Saudis are truly conflicted by what is happening these days. Most Saudis are, in fact, religious quietists. They want to practice their religions as they see fit, without interfering in or being interfered by the outside world. That is a luxury that cannot be obtain any longer though. The world is growing smaller daily. What happens in one country more than ever affects other countries.
The majority of Saudis do have a fundamentalist interpretations of Islam. Many aspects of that interpretation are rejected by more modern interpretations, but most of it is perfectly acceptable. Salafism is, in itself, a reformist movement, attempting to remove latter-day accretions and influences from the original religion. That puts it at odds with many groups, Islamic and otherwise.
By itself, that is not a critical issue, though matters like the rights of women and freedom of religion are certainly
worth of international comment and criticism.
It is the melding of that fundamentalist interpretation with a too narrow view of the world that creates the real problems. Saudis are ignorant–in the sense of never having learned–of the outside world. Education does not prepare Saudi students either for jobs or for being citizens of the world. It is a struggle even to maintain foreign language classes in the country; there are no programs for American studies, UK studies, Asian studies. Saudis grow up not knowing what values other cultures have, nor the strength with which the citizens of those countries hold those values. Everything is distorted through a prism of religiosity.

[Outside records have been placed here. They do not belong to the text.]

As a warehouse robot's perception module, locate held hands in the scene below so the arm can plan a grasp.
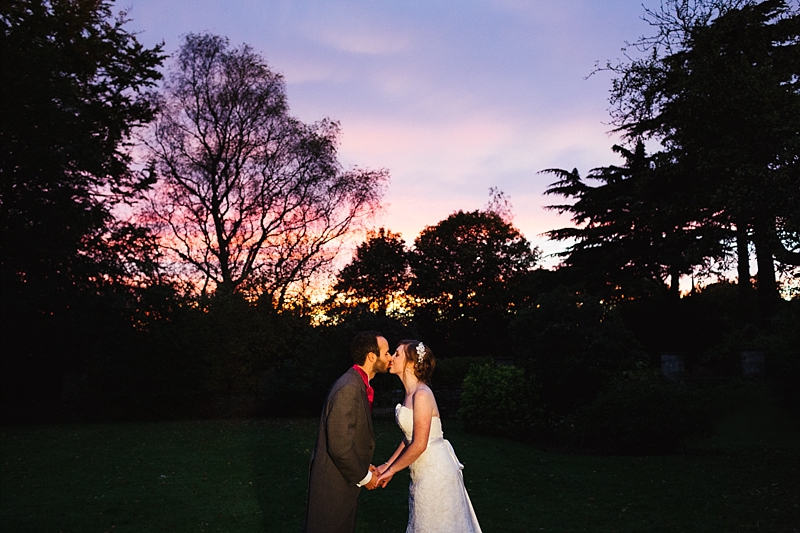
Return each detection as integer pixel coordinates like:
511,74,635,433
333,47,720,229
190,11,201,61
376,467,394,488
364,465,380,490
364,462,393,489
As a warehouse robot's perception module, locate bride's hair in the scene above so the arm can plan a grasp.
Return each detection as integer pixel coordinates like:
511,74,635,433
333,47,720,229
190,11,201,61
399,340,435,385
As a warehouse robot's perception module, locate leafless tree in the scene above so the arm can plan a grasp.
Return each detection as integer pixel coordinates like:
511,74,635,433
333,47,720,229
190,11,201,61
144,34,386,304
485,187,514,224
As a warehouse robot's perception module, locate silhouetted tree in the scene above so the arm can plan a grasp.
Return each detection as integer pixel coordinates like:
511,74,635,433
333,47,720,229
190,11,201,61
145,33,386,302
543,142,727,300
1,0,164,417
607,0,800,317
330,228,411,316
511,287,646,415
1,0,164,291
410,210,540,357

As a newer reform movement moves through Saudi society, Saudis are going to be conflicted. They can recognize that they share many western values, but fear that accepting all of them will require them to give up their Islamic values. That sort of challenge, on the personal level as well as on the societal level, is not an easy one to endure. But it is one that must be met if Saudi Arabia is to play as important a role in the 21st C. as it did in the latter half of the 20th C.